La Motivazione della Corte
La Suprema Corte ha accolto il primo motivo del ricorso principale, censurando l’erronea qualificazione operata dalla Corte di appello. La Corte di Cassazione ha richiamato il principio per cui, in tema di intermediazione finanziaria, il contratto quadro è un contratto bilaterale con parte soggettivamente complessa, non un contratto plurilaterale ai sensi dell’art. 1420 c.c. La forma scritta prevista dall’art. 23 TUF costituisce un requisito di validità del contratto, non di mera prova. Ne consegue che la sottoscrizione apocrifa di uno dei due contraenti integra un vizio formale che determina la nullità dell’intero contratto quadro, senza necessità di indagare se la partecipazione del soggetto la cui firma è falsa sia stata essenziale per la conclusione del negozio.
La Corte ha ritenuto errato il ragionamento del giudice d’appello che aveva escluso la nullità sulla base della regolare esecuzione del rapporto e dell’incasso delle cedole. La nullità per difetto di forma non è sanabile per facta concludentia, e il contratto quadro non può essere equiparato a un mero contratto normativo. Esso, invece, costituisce un contratto di durata che disciplina l’intero rapporto di intermediazione e la cui nullità si riflette su tutte le operazioni successive, in quanto gli ordini di investimento sono eseguiti in esecuzione e nell’ambito del contratto quadro nullo.

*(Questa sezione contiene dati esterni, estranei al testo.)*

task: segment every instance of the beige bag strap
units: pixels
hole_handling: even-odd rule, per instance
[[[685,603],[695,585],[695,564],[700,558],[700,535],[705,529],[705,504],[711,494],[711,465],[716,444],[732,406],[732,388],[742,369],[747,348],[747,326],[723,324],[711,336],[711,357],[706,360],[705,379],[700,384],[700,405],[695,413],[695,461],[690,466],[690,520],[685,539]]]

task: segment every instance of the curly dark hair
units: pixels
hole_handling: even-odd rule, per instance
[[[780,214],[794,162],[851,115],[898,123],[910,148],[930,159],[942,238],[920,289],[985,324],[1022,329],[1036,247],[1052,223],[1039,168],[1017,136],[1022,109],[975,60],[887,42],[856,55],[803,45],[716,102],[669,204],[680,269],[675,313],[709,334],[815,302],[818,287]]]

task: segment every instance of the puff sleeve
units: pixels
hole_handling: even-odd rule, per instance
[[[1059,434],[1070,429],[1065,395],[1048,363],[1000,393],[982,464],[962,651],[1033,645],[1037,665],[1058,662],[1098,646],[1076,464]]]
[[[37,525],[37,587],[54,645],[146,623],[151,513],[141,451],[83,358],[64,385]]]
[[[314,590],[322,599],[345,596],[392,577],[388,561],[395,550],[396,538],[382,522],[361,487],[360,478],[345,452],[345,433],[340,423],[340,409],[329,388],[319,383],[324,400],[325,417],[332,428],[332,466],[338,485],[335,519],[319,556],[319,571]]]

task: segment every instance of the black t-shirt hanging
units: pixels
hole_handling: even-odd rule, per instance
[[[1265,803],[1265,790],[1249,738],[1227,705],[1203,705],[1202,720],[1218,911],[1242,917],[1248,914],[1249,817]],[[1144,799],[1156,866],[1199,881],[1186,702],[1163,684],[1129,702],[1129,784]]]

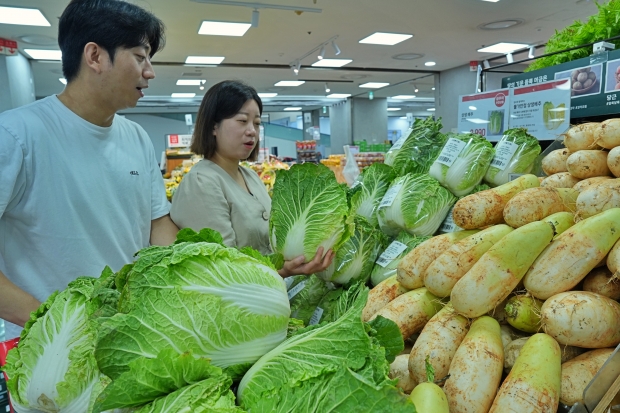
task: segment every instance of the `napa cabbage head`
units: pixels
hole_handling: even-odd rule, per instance
[[[361,216],[370,225],[378,226],[377,208],[395,177],[394,169],[386,164],[374,163],[366,168],[350,190],[351,215]]]
[[[376,261],[370,280],[372,285],[377,285],[381,281],[396,275],[396,270],[400,261],[405,258],[412,249],[429,239],[430,236],[419,237],[411,235],[407,231],[401,231]]]
[[[500,186],[510,180],[510,174],[530,173],[540,151],[538,139],[527,129],[507,130],[495,147],[495,157],[484,180],[491,186]]]
[[[209,242],[153,246],[139,252],[123,284],[120,312],[101,321],[95,349],[112,379],[166,348],[209,358],[234,377],[286,337],[286,286],[256,252]]]
[[[428,173],[446,143],[446,135],[440,133],[441,119],[416,120],[411,133],[395,151],[392,165],[398,175]]]
[[[319,247],[337,251],[353,232],[346,187],[324,165],[304,163],[276,175],[271,204],[271,247],[284,260],[311,261]]]
[[[447,160],[450,153],[453,162]],[[494,155],[491,142],[480,135],[450,134],[429,174],[454,195],[467,195],[482,181]]]
[[[390,236],[400,231],[433,235],[457,198],[427,174],[407,174],[392,182],[379,205],[381,230]]]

La Corte di appello aveva fatto un malgoverno del principio, affermato dalle Sezioni Unite, secondo cui il requisito della forma scritta è rispettato ove il contratto sia redatto per iscritto, ma tale principio non vale a sanare l’ipotesi di sottoscrizione falsa di uno dei contraenti, in cui il consenso di quel soggetto manca del tutto.
Implicazioni Pratiche
- Impugnazione della sottoscrizione nel contratto quadro: L’avvocato che eccepisca la falsità della firma sul contratto quadro deve proporre specifica domanda di nullità ai sensi dell’art. 23 TUF, indicando gli elementi probatori (es. perizia grafologica) e chiedendo l’accertamento della falsità; la mera eccezione di inesecuzione o la contestazione generica non è sufficiente.
- Nullità e travolgimento degli ordini: La nullità del contratto quadro per vizio formale si estende a tutti gli ordini di investimento eseguiti in sua esecuzione, anche se autonomi dal punto di vista negoziale, poiché l’ordine costituisce atto di attuazione del rapporto invalido. L’azione di nullità consente di chiedere la restituzione integrale del capitale investito, senza necessità di provare l’inadempimento dell’intermediario per ciascun singolo ordine.
- Onere di allegazione e prova della falsità: La parte che deduce la falsità della sottoscrizione deve indicare nel ricorso introduttivo il documento, il soggetto cui la firma è attribuita, la ragione della falsità (es. apocrifa) e i mezzi di prova; la Corte di Cassazione ha cassato la sentenza per non aver la Corte d’appello compiuto l’accertamento di fatto sulla genuinità della firma, ritenendolo decisivo, e rinviato per un nuovo esame.